Mekanisme toksisitas dari amfetamine terutama melalui aktivitas sistim saraf simpatis melalui
situmulasi susunan saraf pusat, pengeluaran ketekholamin perifer, inhibisi re uptake katekholamine
atau inhibisi dari monoamine oksidase. Dosis toksik biasanya hanya sedikit diatas dosis biasa.
Amfetamine juga merupakan obat/zat yang sering disalahgunakan.

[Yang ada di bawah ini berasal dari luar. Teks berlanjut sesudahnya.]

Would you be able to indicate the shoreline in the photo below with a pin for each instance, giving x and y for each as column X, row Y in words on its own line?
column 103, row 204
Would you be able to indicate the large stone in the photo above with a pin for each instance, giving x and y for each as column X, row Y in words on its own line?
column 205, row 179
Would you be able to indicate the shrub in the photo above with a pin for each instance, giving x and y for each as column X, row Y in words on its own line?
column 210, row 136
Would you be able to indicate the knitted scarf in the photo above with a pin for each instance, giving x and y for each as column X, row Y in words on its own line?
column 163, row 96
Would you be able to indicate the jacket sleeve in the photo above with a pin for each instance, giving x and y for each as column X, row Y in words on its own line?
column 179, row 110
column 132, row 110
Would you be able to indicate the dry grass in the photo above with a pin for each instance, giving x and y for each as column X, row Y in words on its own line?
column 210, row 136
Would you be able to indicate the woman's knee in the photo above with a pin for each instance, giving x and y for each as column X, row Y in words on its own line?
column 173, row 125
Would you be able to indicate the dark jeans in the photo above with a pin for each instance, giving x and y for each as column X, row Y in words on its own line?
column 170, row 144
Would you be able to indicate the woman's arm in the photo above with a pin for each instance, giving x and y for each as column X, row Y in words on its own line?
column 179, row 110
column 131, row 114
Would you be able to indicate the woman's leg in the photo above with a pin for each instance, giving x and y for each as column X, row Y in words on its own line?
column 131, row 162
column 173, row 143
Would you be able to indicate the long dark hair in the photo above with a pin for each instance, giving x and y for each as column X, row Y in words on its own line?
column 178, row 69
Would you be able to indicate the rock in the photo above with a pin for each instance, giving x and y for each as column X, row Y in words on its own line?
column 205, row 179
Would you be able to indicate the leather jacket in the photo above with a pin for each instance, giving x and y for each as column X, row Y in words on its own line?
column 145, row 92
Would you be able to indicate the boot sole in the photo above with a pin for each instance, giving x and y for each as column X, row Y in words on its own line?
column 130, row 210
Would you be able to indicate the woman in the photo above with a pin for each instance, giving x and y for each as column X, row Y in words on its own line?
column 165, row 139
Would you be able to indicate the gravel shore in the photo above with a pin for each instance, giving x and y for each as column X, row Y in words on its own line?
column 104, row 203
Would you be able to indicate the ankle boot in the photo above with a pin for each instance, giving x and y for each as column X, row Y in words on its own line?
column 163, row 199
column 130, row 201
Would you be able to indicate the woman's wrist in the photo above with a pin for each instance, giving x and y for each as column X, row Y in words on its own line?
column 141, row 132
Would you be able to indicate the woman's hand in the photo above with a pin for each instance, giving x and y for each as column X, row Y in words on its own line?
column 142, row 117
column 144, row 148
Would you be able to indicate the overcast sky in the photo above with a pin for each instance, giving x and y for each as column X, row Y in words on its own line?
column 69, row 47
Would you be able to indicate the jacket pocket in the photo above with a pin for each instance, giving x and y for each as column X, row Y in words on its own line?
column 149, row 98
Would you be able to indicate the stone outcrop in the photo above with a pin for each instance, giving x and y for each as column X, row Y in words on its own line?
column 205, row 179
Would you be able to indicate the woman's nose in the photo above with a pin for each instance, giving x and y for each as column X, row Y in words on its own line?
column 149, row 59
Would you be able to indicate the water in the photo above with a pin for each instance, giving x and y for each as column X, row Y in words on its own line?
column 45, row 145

Efek amfetamine yang berhubungan dengan penyalahgunaan dapat dibedakan dalam 2 fase: (2)

- Fase awal
Selama fase ini efek akut dari amfetamine ditentukan oleh efek farmakologinya (pelepasan dopamin)
dan akan menimbulkan:
o Euforia
o Energi yang meningkat
o Menambah kemampuan bekerja dan interaksi sosial
Efek ini timbul sesaat setelah mengkonsumsi

- Fase konsilidasi
Konsumsi yang lama dan intermiten, membuat individu akan meningkatkan dosis untuk
mendapatkan efek yang lebih besar. Pada pemakaian yang terus-menerus individu akan
meningkatkan frekuensi dan dosis zat untuk merasakan flash atau rush dari penggunaan
amfetamine.
Selama masa transisi penggunaan dosis tinggi, individu menggunakan amfetamine yang bereaksi
cepat, yaitu secara intravena atau dihisap. Pada fase ini individu mulai binge, yaitu pemakaian zat
secara berulangulang sesuai frekuensi perubahan mood. Binge ini dapat berlangsung dalam 12-18
jam tetapi dapat lebih panjang lagi mencapai 2 sampai 3 atau bahkan 7 hari.